「老人タイムス」私説

昭和の一ケタ世代も高齢になりました。この世代が現在の世相をどう見て、考えているかーそのひとり言。

          衣替えできない 異常気象

2010-04-26 05:47:48 | Weblog
首都圏の陽気はやっと昨日あたりから春本来に戻った。桜はいつのまにか葉桜に変
わり、街路脇のつつじは咲き始めてきたというのに。だが、相変わらず気温は上がらず
うすら寒い。

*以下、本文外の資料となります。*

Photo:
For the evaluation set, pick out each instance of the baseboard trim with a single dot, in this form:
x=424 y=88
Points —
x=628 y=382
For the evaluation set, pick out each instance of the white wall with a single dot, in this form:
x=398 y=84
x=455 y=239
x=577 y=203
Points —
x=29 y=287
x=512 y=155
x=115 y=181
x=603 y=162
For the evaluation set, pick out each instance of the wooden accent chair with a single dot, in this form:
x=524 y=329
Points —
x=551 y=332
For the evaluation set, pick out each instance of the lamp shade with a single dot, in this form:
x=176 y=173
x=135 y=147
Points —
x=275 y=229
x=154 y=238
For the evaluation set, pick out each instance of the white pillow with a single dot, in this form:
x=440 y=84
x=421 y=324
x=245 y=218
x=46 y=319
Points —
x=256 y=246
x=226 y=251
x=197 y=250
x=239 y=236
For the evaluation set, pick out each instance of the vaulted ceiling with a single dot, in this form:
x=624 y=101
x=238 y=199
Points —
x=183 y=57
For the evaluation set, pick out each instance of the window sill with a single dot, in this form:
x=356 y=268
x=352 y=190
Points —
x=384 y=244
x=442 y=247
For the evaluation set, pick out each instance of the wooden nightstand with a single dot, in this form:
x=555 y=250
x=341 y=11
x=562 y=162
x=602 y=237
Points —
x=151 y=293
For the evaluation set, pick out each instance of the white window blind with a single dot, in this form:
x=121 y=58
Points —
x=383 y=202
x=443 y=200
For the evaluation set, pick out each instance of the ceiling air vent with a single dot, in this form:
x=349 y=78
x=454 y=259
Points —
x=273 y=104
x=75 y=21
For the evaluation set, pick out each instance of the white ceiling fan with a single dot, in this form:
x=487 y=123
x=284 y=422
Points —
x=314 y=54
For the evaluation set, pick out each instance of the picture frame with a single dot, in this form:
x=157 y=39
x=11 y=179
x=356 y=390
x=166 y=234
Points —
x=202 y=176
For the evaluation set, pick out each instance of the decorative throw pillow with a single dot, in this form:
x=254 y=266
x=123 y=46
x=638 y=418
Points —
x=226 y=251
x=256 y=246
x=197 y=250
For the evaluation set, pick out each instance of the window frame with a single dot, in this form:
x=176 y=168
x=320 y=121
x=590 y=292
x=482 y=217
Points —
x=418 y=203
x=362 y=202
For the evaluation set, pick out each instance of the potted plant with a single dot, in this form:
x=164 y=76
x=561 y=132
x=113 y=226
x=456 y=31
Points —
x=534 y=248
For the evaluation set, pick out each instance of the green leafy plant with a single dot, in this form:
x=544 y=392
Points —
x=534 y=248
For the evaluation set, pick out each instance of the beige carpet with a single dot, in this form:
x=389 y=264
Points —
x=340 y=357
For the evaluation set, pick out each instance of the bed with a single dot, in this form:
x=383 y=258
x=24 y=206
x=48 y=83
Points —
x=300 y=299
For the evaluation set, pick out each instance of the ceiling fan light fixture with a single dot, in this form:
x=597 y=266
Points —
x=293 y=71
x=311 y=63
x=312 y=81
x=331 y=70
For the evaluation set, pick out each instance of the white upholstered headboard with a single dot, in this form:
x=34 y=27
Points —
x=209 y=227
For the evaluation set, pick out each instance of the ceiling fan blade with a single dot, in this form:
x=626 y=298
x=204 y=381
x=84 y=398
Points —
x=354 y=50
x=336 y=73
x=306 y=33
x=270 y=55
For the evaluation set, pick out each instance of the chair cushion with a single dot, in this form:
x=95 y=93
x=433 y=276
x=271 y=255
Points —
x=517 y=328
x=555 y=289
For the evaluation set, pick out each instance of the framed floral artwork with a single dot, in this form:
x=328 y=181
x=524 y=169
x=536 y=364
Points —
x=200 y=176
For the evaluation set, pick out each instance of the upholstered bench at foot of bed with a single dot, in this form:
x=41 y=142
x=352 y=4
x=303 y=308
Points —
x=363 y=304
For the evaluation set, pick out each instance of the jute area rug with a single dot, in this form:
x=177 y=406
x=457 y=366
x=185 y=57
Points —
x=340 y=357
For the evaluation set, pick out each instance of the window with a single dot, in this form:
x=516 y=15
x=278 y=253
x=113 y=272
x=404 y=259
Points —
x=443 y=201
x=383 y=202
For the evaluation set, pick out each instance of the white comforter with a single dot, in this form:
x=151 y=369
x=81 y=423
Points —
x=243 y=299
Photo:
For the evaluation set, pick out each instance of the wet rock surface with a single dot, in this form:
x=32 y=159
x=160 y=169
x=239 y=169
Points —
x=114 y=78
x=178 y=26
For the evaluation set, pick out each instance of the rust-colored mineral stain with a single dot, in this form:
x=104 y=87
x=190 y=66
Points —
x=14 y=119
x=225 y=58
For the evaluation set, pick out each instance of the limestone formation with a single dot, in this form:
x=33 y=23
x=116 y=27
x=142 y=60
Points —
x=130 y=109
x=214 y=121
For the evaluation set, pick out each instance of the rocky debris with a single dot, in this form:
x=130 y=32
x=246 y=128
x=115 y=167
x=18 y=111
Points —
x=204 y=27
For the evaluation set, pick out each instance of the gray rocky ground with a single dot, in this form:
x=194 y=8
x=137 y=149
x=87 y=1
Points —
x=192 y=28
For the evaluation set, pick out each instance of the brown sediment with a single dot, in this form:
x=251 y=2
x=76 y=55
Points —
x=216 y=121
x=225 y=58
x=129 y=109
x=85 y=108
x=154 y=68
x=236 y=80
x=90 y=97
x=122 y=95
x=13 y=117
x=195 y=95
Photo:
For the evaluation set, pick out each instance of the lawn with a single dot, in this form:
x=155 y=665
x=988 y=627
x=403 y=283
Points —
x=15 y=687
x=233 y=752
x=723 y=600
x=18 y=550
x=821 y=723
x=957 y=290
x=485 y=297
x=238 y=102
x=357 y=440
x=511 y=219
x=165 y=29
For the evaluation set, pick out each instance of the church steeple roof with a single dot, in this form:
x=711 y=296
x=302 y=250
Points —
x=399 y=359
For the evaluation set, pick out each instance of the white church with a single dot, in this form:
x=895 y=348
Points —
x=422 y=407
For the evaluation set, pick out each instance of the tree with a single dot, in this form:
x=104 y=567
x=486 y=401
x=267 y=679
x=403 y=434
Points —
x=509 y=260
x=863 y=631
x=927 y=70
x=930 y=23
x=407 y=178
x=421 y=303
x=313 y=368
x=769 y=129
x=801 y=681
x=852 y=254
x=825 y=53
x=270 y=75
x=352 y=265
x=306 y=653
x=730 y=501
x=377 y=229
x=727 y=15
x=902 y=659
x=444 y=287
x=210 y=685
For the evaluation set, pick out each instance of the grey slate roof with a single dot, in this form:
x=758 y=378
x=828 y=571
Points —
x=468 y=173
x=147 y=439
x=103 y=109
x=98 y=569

先日来の寒さで、再び持ち出した冬物の衣類だが、今度は収納しても大
丈夫なのだろうか。

日本人が普段家庭で着物を着ていたのは、何時ごろまでであっただろうか。あの時代
には季節がくると、あまり陽気には関係なく衣替えをしていた気がする。昭和20年、戦
争が負けた年も今年みたいに異常気象だった。東京でも1月から2月にかけて数回大雪
に見舞われた。亡父の5月20日の日記には"6月だというのに、この寒さだ”との記述が
あり、4月に衣替えした冬物の着物を持ち出している。

僕も昭和45年、札幌に転勤するまで東京の家では着物を着ていた。老妻の記憶によれ
ば春から秋にかけては単衣の袷に羽織、ただし7月、8月は浴衣を着、冬場は綿入れを
着ていた。それが札幌に転勤後は土地の風習にならって、活動的なジャージーを着用す
るようになった。

最近は日常、着物を着て生活する日本人はまず見かけなくなった。たしかに忙しい現代
生活には向いていない。が、老人の懐古趣味かもしれないが、時には和服を着て床の間
のある座敷でゆったりと三味の音を聞きながらお猪口で美酒を味会うのもよいものだ。